“She wants what she wants, when she wants it . . .” I counted no fewer than eight separate mentions of this supposedly shopper-centric mantra during presentations at the show and many more in various releases and stories before and since. It seems that ever since "multi-channel," “mobile” and “digital” entered the retail vernacular, retailers have decided that they are there to do shoppers' bidding (and that none of them are doing a particularly good job of it). To me, HSN's CEO, Mindy Grossman provided a welcome pause in the midst of all those passive protestations when she said “. . . not just giving them what they want, but giving them what they might want next – that’s the vision" during the closing Super Session.
Wanted: Shiny objects!
Hear, hear! If retailers' visions are guided by customers’ whims, they’ll all be running around crazily serving up the same stuff, and perhaps disappointing customers in the process. After all, do smart phones and the Internet really make shoppers “smarter than ever” (another popular mantra), or do they just create too many choices or, at the opposite extreme, enable everyone to fixate on the preferences they already had?
“If I’d asked them what they wanted, they would have said, ‘A faster horse.’” That’s a quote from a retailer from the past, Henry Ford, but I think it’s a timely reminder.

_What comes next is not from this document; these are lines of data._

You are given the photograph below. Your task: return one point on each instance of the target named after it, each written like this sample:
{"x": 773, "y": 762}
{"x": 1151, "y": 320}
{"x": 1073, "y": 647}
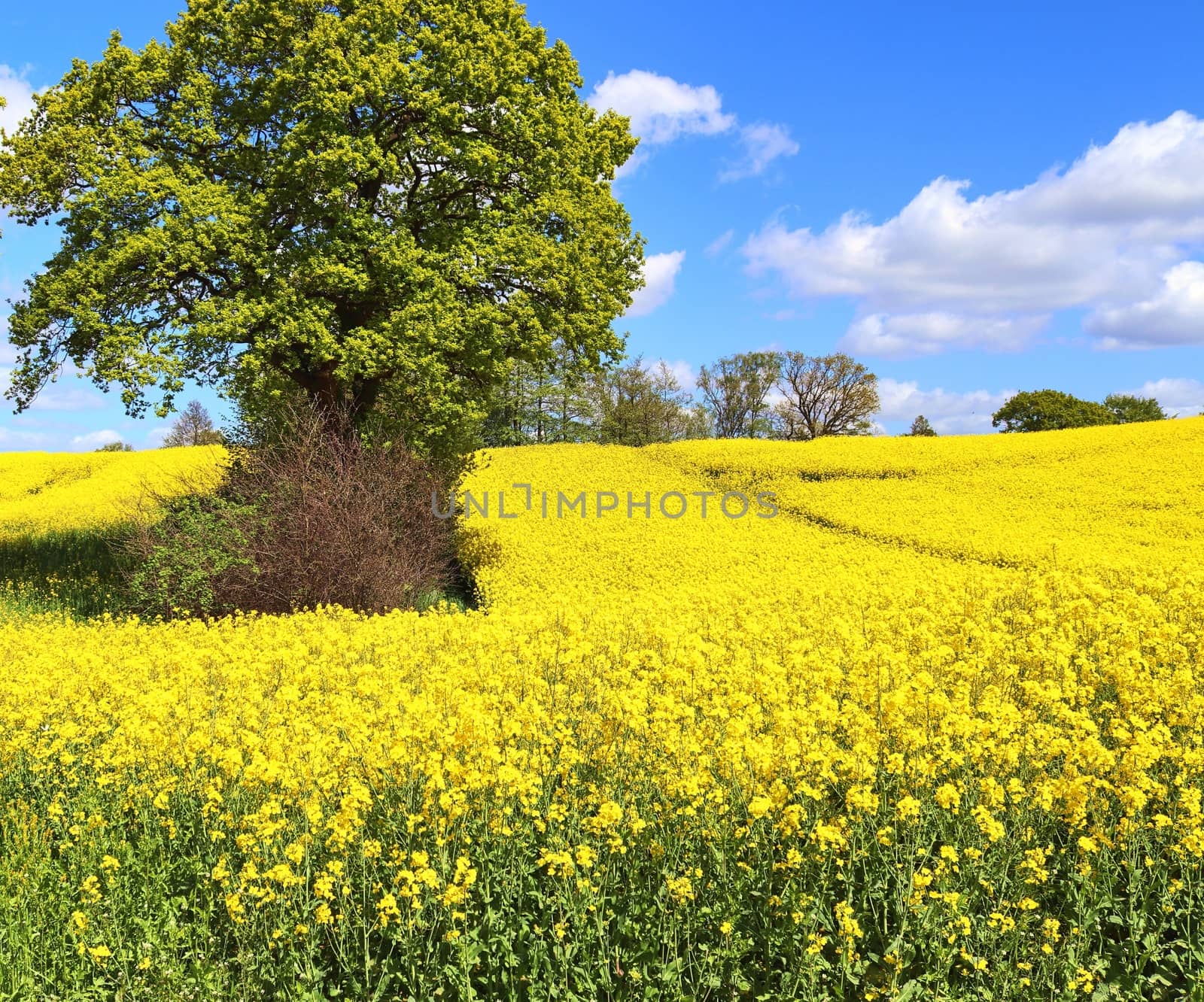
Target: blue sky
{"x": 971, "y": 199}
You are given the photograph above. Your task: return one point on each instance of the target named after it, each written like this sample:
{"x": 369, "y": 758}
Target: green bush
{"x": 184, "y": 559}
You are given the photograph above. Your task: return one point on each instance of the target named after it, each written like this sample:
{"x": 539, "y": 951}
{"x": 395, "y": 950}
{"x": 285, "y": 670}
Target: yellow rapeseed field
{"x": 925, "y": 721}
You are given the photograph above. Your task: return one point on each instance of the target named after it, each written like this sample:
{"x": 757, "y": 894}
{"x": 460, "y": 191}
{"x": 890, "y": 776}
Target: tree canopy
{"x": 194, "y": 427}
{"x": 734, "y": 390}
{"x": 373, "y": 202}
{"x": 825, "y": 395}
{"x": 921, "y": 428}
{"x": 1129, "y": 408}
{"x": 1049, "y": 411}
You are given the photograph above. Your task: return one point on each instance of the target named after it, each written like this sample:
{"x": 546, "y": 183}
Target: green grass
{"x": 75, "y": 572}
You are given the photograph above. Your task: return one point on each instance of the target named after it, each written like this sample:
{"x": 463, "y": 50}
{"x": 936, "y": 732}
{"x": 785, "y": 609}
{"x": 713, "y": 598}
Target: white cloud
{"x": 1174, "y": 314}
{"x": 927, "y": 334}
{"x": 94, "y": 440}
{"x": 1101, "y": 234}
{"x": 57, "y": 396}
{"x": 660, "y": 276}
{"x": 1178, "y": 395}
{"x": 950, "y": 413}
{"x": 719, "y": 244}
{"x": 20, "y": 96}
{"x": 661, "y": 108}
{"x": 764, "y": 144}
{"x": 682, "y": 371}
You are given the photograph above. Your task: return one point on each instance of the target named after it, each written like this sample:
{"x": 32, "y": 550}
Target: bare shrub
{"x": 307, "y": 516}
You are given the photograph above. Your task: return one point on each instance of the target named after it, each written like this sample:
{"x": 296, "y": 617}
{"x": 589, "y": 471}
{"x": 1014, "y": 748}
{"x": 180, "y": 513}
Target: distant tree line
{"x": 786, "y": 395}
{"x": 1053, "y": 410}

Any half-day unintentionally spent with HSN (guilty as charged) will tell you that retail is at its most compelling when it is creating desire, not just chasing demand (and that demand, when made visible to customers, can drive desire to even greater heights).
The term “predictive” came up more than once during the show – retailers are proactively executing against their predictions by, for example, creating shopping lists and issuing coupons based on consumer purchase history. Okay, fine, but to me, retailers, now more than ever, must pave a path to what's next rather than just extrapolating what's now.
I'll leave with one more mantra: “The shopper is in charge.” Power doesn't corrupt, it reveals, and if the retailer-as-enabler movement gains strength, retailers will find that “the customer who is always in charge” will become the customer who is most entitled and in the end, probably the least satisfied.